Jeffery Thornton, an audio/visual expert who works in event spaces, was furloughed by his employer, Encore Global, during the COVID-19 pandemic. After hearing the company would be hiring more positions on the West Coast, he moved from Florida to San Diego.
Once in San Diego, he got an interview.
“I was told that I was recommended by my East Coast references and that I should find the transition to be no problem. All that was left was to discuss the dress code,” Thornton said. “I expected that I was to remove my ear gauges. It’s not a problem. I’d be willing to trim my facial hair, but I wasn’t prepared to be told that I would need to cut my hair in order to comply with Encore’s standards.”

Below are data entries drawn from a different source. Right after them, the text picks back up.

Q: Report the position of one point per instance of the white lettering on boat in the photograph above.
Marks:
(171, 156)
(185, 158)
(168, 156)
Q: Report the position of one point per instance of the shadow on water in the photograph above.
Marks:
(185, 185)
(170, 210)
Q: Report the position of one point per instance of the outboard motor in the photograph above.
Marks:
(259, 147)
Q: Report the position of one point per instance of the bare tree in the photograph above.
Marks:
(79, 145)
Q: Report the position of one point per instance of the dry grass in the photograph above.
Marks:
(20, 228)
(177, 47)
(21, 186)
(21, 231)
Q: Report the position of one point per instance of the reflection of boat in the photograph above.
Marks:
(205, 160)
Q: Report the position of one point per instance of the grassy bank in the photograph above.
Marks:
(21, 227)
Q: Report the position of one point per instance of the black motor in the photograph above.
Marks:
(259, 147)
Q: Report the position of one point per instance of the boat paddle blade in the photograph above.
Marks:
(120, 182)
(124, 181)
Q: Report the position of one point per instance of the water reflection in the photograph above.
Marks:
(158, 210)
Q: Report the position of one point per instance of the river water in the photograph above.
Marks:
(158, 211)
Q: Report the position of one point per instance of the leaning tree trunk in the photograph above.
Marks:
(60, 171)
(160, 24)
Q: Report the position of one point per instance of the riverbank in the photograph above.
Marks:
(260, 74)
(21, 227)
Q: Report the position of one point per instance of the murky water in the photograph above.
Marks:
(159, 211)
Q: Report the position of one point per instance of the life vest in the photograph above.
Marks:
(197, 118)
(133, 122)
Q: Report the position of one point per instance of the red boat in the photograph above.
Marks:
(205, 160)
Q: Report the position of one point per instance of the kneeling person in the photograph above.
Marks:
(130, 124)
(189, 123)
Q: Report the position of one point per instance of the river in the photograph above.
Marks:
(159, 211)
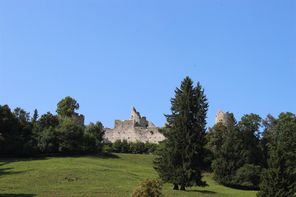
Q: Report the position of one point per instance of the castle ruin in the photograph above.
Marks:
(136, 129)
(222, 117)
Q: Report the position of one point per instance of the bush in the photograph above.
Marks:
(148, 188)
(107, 148)
(70, 135)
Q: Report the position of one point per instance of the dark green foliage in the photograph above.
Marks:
(249, 128)
(35, 117)
(67, 106)
(148, 188)
(48, 141)
(181, 160)
(22, 135)
(70, 136)
(279, 179)
(93, 137)
(236, 151)
(229, 158)
(16, 132)
(48, 120)
(248, 177)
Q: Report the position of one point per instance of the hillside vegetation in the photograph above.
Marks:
(116, 175)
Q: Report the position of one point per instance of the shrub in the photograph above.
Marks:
(107, 148)
(148, 188)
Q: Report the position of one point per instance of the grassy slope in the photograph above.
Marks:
(92, 176)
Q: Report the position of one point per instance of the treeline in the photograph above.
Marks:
(245, 157)
(22, 135)
(250, 154)
(123, 146)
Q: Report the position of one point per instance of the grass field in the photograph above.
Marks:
(92, 176)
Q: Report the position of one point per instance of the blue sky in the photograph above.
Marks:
(110, 55)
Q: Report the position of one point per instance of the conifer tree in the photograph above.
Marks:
(279, 180)
(180, 161)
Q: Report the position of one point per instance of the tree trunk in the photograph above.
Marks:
(182, 188)
(176, 187)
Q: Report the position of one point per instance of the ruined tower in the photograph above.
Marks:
(222, 117)
(136, 129)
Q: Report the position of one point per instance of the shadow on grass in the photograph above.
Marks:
(17, 195)
(201, 191)
(6, 160)
(6, 171)
(107, 156)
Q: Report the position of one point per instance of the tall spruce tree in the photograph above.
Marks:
(279, 180)
(227, 146)
(180, 161)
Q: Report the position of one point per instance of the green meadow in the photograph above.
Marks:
(115, 175)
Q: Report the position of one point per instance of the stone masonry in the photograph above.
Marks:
(137, 128)
(222, 117)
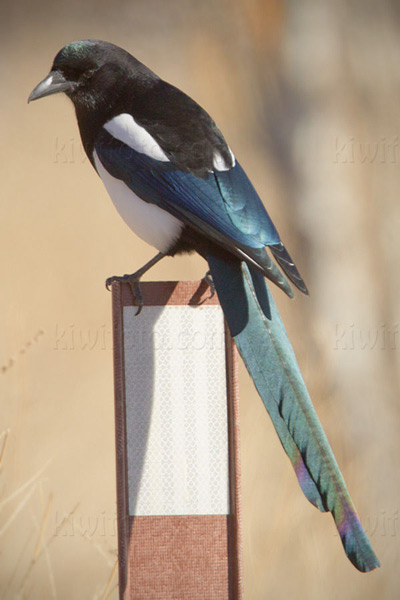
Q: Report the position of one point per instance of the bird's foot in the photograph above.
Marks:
(209, 280)
(134, 283)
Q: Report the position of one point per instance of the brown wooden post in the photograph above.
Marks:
(177, 445)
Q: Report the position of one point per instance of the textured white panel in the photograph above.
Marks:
(176, 406)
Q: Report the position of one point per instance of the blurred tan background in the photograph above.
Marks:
(307, 94)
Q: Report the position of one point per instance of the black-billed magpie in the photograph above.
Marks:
(177, 184)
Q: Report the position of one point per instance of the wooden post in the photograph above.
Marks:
(177, 445)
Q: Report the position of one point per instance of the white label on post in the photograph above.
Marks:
(176, 410)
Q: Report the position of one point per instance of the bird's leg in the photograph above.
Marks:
(209, 280)
(134, 280)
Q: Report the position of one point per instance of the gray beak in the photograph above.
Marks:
(54, 83)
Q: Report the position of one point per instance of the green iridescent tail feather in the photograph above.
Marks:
(262, 341)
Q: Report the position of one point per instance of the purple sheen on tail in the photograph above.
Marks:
(307, 484)
(354, 539)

Thornton says he told the hiring manager that cutting his dreadlocks was a dealbreaker and was told the position would be waiting for him if he did.

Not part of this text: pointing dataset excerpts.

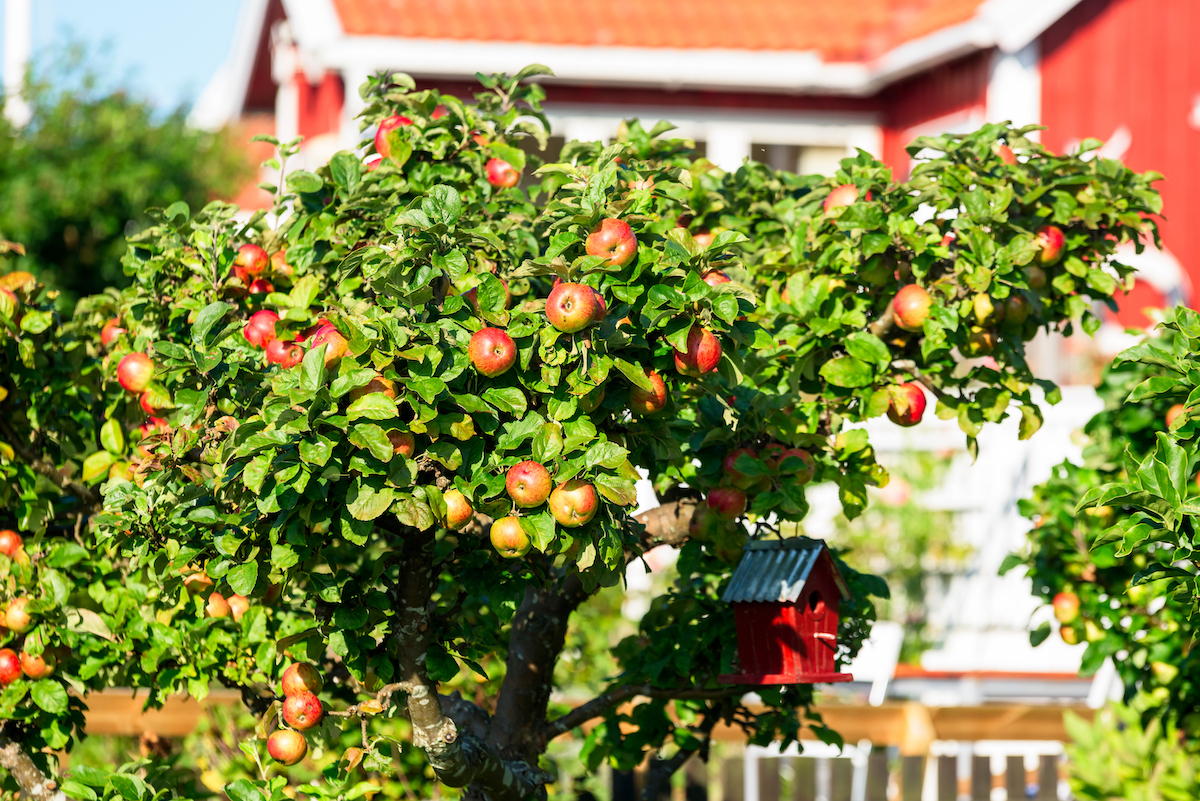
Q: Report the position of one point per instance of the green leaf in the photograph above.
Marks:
(847, 371)
(112, 437)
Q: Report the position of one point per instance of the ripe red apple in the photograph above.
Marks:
(402, 443)
(502, 174)
(135, 372)
(509, 538)
(251, 260)
(459, 510)
(612, 239)
(111, 331)
(286, 746)
(378, 384)
(303, 711)
(37, 667)
(703, 353)
(1050, 242)
(10, 542)
(574, 503)
(217, 606)
(239, 604)
(528, 483)
(1173, 413)
(841, 196)
(335, 344)
(492, 351)
(286, 354)
(385, 126)
(259, 329)
(1066, 607)
(571, 307)
(911, 408)
(642, 402)
(300, 678)
(732, 473)
(10, 666)
(910, 307)
(261, 287)
(729, 503)
(17, 618)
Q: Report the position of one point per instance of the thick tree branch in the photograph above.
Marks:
(40, 465)
(33, 782)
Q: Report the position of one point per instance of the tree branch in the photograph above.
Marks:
(34, 783)
(40, 465)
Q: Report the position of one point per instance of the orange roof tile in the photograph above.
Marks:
(846, 30)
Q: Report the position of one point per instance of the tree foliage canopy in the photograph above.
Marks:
(281, 485)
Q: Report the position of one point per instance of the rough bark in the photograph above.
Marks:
(33, 782)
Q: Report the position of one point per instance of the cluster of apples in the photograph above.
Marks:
(573, 504)
(17, 619)
(501, 173)
(301, 711)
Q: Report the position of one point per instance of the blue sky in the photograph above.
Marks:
(161, 49)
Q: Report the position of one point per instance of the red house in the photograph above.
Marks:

He then contacted employment lawyer Adam Kent, who argues that Encore Global is in violation of the CROWN Act, a 2019 California law that says in part, “Workplace dress codes and grooming policies that prohibit natural hair, including afros, braids, twists and locks, have a disparate impact on Black individuals.”
“Professionalism is not about fitting into Eurocentric norms. Professionalism is about competency. It’s about skill and respect. We all expect to be judged based on our abilities and based on our character,” Kent said.
The legal claim was filed Monday in San Diego Superior Court. It is in uncharted waters, as Thornton’s lawyer believes this is the first case in the state that would test the strength of the CROWN Act.
Shane Harris, a civil rights activist and founder of the People’s Association of Justice Advocates, announced Tuesday he would be throwing his legal weight behind Thornton’s lawsuit. He wants to see justice for Thornton and for the state to punish those who violate the act.
“Let us be very clear what we are dealing with here. We are dealing with a violation of culture. We are dealing with a violation of rights, and Mr. Thornton will get justice in the court of law,” he said.
A spokesperson for Encore Global said in a statement that the company “regret[s] any miscommunication” with Thornton and that he appears to fully meet its “standard grooming policies.”
“We are continuously looking to learn and improve, and we are reviewing our grooming policies to avoid potential miscommunications in the future,” read the statement in part.